Después de estar un par de meses en España volvimos a embarcar un día de abril de 1972 en el puerto de Barcelona. Era Semana Santa. La ciudad era gris y oscura; por alguna extraña razón el cielo siempre estaba amenazante aquellos días: el sol nunca aparecía. Infinitas procesiones cruzaban la ciudad y el televisor del hotel, en blanco y negro, liberaba en la habitación el aire tétrico al que la ventana cerrada negaba el paso. La muerte estaba en todas partes y el Barrio Gótico, donde parábamos, era eso: un cuento gótico que aún no había leído pero que ya podía dar por vivido. Me enfermé. Nadie sabía de qué.
Subí al barco con fiebre y me llevaron directamente al hospital. Los médicos italianos se debatían entre varias hipótesis y yo esperaba el diagnóstico sin nervios: volvía a casa y eso me tranquilizaba. Al día siguiente, antes de llegar a Lisboa las erupciones en el rostro confirmaron un sarampión matizado con algún disturbio que habían provocado las toneladas de chocolate ingeridas en las vacaciones. Mis padres, conmigo cautivo, empezaban las suyas.
Su nombre no quedó flotando en el adiós, simplemente lo olvidé. Pero no su rostro. Era delgado, dulce, con ojos claros y una piel pálida como su cofia y la falda, plisada con la rigidez del almidón, y la voz suave hablándome en italiano. Era la enfermera que me cuidó los quince días de travesía. Y además de remedios, lácteos y purés, me alimentaba con novelas de Corín Tellado, el único material de lectura que había a bordo. Pilas de novelas. Yo las devoraba una detrás de otra mientras el horizonte se mantenía estático entre el mar y el cielo, que cambiaban solo de color según las horas. Mientras tanto, yo ya era una víctima de la guerra, alguien que como mi amigo Daniel iba al frente de batalla, caía herido y ahí estaba, en el hospital de un buque de guerra frente a la costa africana, enamorándome de la enfermera según lo iba dictando Corín Tellado.

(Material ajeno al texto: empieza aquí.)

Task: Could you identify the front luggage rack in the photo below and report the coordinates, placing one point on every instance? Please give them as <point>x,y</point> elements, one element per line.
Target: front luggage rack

Todas las chicas de la historia eran igual a la enfermera. Tal era mi capacidad de síntesis. El muchacho que las enamoraba y las hacía sufrir en las páginas impares para darles un respiro en las restantes se suponía que era yo. Pero el problema eran los pantalones de dril. Los varones de la Tellado usaban pantalones de dril y yo no sabía que era eso. La enfermera, mi enamorada, que sólo hablaba en italiano, no tenía idea de qué le hablaba cuando le preguntaba. Mi madre tampoco tenía idea. Tuve que esperar dos semanas para llegar al diccionario de casa y descubrir que era un tejido de algodón con ligamento de sarga. Y una mañana que mi padre me llevó al centro, puede verlos con mis propios ojos en el escaparate de Thompson & Williams en la calle San Martín. Pero entonces ya era tarde. Estaba en tierra firme. Ninguno de los personajes de la Tellado se encuentra en ese sitio.
Mejor volver al hospital del barco. A mi imaginación suspendida sobre un campo de batalla que mecía el mar. A esa enfermera pálida que me hablaba en una lengua que yo no acababa de entender pero que no importaba porque el deseo imponía su propia voz. La travesía acabaría y con ella la guerra; me levantaría de la cama del doliente, me pondría el pantalón de dril y me iría con ella.
En fin, acabemos la nota aquí. Marilyn tiene que trabajar en su novela romántica y yo me tengo que ir. No sin antes confesar que uno anda siempre por la vida buscando ese pantalón de dril. Peor aún: sigues sin saber qué es. Y no se lo puedes preguntar a tu madre.